In triangle $ABC$, $\angle A=x$, $\angle B=2x$ and $AC/BC= 1/2000$

Can you prove that $x$ must be in between $0$ and $90$ degrees, and that $\sin (x)$ cannot be $0$.

I can kind of explain this, but mostly with words... how can I prove this more kind of "mathematically"?" (This is what I've been thinking: there are $3x + \angle y = 180$, that's why x can't be bigger $90$. It can't be less than $0$ because then it wouldn't exist) And as for $\sin x$ not being $0$, that would mean that the $\angle x$ is $0$, and that can't be...)

Answer 1

The angles of a triangle are all greater than $0$ and less than $180$, and since the sine of any angle in that range is positive, $\sin(x) = 0$ cannot be satisfied.

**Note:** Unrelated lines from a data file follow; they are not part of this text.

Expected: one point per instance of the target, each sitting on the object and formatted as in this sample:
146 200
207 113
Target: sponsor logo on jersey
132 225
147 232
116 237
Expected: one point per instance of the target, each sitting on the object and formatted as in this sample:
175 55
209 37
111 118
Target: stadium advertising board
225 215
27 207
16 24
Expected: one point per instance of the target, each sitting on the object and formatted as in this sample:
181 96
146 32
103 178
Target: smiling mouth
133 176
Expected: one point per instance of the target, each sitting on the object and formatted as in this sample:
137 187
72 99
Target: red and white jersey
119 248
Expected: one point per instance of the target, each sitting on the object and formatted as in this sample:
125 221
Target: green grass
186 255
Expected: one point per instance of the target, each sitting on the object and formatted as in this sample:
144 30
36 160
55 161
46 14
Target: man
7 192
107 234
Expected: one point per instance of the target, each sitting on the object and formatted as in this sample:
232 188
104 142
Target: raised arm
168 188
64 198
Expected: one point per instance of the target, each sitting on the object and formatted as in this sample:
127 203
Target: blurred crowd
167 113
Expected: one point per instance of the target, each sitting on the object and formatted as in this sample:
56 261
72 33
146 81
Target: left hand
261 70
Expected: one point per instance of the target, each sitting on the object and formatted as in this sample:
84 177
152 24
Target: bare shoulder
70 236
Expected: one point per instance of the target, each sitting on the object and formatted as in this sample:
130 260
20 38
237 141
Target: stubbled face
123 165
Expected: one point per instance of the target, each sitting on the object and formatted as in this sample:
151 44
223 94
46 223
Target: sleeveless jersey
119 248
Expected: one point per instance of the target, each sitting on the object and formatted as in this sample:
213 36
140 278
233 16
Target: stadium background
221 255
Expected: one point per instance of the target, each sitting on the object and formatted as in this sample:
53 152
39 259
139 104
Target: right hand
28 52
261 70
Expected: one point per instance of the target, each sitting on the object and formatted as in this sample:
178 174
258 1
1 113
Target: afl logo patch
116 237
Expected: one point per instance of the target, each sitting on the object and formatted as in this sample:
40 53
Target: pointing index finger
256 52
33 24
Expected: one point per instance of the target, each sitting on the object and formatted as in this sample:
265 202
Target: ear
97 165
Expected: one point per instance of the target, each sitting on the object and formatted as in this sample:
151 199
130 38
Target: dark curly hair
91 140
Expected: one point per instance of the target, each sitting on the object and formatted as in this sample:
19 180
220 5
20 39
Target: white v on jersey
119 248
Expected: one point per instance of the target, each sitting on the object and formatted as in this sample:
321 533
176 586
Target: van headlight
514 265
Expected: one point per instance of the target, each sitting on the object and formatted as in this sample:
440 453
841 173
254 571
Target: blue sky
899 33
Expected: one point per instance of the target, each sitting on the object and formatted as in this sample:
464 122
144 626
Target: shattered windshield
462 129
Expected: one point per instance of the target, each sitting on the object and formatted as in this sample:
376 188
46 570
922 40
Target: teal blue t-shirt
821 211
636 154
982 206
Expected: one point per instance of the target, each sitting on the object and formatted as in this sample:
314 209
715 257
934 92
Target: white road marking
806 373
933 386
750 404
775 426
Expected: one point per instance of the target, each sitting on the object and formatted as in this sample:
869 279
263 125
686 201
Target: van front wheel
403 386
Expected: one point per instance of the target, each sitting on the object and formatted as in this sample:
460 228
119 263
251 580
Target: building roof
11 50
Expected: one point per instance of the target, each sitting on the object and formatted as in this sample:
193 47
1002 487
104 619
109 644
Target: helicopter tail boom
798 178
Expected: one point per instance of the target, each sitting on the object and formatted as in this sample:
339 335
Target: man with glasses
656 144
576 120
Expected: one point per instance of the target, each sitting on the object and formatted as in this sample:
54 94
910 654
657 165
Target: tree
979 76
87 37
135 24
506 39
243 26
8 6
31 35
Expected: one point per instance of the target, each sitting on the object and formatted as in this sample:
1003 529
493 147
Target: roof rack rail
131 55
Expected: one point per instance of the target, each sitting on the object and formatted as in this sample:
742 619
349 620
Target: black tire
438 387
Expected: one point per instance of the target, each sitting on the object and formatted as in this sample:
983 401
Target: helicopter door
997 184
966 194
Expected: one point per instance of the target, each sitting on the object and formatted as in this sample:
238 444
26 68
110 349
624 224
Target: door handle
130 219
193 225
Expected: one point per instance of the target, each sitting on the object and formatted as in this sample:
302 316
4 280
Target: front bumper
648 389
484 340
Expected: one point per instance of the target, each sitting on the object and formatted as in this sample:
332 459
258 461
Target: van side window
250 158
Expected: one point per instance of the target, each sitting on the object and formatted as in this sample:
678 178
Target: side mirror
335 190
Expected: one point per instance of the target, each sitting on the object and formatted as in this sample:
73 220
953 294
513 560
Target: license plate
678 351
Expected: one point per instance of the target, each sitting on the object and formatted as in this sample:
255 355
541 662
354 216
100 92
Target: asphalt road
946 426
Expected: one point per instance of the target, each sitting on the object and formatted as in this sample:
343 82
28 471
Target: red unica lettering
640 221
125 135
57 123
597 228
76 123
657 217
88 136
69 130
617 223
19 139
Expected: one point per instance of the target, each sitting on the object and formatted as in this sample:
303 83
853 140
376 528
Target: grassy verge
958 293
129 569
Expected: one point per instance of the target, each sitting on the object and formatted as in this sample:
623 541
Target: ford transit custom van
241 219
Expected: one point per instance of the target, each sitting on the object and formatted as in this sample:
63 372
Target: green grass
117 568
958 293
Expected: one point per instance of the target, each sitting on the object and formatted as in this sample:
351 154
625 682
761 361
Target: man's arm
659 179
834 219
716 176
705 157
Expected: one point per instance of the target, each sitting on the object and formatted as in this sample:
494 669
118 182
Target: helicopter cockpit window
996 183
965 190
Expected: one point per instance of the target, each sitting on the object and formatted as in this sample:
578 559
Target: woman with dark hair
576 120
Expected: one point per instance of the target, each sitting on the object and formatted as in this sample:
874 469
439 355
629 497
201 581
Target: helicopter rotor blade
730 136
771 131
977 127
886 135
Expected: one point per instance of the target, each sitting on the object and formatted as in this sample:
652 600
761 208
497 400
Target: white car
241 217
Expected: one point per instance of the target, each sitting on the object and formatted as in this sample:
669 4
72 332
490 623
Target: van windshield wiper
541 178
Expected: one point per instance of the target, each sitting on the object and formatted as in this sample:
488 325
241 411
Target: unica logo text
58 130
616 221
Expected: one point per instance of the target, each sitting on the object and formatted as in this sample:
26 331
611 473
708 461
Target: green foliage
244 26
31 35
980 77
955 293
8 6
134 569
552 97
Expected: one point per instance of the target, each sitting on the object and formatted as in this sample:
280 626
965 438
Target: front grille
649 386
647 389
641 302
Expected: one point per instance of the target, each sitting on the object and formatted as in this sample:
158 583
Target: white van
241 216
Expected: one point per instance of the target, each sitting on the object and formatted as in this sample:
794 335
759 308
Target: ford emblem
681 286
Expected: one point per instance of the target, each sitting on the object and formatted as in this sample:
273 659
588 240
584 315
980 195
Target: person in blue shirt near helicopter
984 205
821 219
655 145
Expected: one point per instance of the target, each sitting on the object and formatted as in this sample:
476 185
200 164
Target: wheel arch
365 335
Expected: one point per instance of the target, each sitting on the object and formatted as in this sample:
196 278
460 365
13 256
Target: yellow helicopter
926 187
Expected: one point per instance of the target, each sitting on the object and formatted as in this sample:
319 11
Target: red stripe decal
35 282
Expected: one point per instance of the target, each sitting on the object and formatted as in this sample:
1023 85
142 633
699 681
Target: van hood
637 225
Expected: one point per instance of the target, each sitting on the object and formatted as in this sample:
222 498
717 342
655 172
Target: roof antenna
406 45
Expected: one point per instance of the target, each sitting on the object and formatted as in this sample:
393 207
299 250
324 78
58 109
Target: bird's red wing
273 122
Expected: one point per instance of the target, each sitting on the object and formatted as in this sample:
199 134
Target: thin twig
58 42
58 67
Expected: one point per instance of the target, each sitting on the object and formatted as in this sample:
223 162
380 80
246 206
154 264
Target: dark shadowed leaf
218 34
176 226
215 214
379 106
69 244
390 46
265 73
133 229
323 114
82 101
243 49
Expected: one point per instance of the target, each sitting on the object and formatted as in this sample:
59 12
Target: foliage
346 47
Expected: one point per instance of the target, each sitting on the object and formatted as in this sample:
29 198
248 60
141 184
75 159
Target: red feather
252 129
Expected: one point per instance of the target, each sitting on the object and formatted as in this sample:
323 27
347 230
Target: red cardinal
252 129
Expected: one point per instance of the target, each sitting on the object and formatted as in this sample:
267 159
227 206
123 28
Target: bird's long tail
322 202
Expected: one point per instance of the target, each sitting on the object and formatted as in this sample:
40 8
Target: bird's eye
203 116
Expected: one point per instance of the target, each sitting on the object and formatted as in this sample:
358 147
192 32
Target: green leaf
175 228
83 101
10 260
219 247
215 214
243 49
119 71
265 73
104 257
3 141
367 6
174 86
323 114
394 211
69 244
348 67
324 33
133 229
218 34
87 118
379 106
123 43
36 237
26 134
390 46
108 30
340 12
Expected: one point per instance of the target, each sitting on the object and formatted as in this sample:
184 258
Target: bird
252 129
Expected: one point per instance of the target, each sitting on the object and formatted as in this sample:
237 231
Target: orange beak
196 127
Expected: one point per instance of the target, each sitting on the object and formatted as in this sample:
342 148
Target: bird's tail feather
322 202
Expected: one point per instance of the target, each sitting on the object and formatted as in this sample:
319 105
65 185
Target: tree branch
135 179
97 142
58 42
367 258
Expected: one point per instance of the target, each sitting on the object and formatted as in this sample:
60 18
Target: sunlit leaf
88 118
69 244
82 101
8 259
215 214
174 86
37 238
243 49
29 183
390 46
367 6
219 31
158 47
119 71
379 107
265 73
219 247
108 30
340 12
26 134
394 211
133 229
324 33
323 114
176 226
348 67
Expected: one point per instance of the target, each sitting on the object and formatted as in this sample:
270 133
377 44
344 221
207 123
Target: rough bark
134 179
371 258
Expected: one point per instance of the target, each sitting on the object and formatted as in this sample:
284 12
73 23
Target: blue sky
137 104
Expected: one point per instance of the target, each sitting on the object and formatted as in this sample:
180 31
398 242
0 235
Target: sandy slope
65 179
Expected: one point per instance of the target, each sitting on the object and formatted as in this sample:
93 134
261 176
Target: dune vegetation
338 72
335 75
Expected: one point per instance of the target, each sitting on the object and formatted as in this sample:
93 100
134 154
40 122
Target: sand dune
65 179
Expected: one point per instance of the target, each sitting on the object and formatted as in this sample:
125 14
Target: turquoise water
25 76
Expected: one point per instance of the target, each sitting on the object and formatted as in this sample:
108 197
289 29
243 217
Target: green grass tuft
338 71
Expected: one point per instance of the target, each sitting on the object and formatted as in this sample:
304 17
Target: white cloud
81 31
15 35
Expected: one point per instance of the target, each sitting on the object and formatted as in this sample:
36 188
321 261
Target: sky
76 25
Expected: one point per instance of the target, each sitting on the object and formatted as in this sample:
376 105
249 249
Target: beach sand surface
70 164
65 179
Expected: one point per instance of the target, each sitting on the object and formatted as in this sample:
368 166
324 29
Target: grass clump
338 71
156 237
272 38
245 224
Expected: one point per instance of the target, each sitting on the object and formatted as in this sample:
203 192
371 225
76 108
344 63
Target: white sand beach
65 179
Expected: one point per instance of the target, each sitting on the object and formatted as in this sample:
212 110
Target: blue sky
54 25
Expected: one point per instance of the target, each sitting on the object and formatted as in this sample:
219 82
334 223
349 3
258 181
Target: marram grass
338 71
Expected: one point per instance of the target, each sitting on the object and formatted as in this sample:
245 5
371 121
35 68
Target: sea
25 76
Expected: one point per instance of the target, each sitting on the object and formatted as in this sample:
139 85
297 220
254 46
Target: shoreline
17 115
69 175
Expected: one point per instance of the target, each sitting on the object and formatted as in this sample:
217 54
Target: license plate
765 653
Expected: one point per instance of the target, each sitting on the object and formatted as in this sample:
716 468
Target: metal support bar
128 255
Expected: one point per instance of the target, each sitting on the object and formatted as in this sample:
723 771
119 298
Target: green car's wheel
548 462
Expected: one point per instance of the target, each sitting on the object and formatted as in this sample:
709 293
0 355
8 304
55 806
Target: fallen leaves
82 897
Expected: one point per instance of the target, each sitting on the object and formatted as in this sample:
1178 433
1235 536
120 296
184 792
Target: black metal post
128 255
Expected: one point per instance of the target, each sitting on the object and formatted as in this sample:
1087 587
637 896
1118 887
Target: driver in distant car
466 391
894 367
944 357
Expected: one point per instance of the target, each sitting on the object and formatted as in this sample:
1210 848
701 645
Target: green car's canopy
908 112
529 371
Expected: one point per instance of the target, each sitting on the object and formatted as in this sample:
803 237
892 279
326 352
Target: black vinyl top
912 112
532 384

And because the three angles of a triangle sum to $180$, the sum of two of them $A + B = 3 \cdot x$ is less than $180$, so $A = x$ is less than $60$.

Answer 2

Not only can we prove X is between 0 and 90 degrees, we can prove it is between 0 and 60 degrees.

Call our 3 angles X, 2X, and Y. We know that X + 2X + Y = 180. Therefore:

3X + Y = 180
3X = 180 - Y
X = (180 - Y) / 3
X = 60 - Y/3

Since Y is guaranteed to be some positive value, X is 60 minus that value, and is greater than 0 by virtue of being an angle in a triangle. This puts it in the range of 0 to 90.

Like you originally stated, the proof that sin(x) =/= 0 is simple: by this graph, sin(x) only equals 0 at x=0 + 180° * k, where k is an integer. This never falls in our possible values for x (0 < x < 60) so sin(x) is never 0.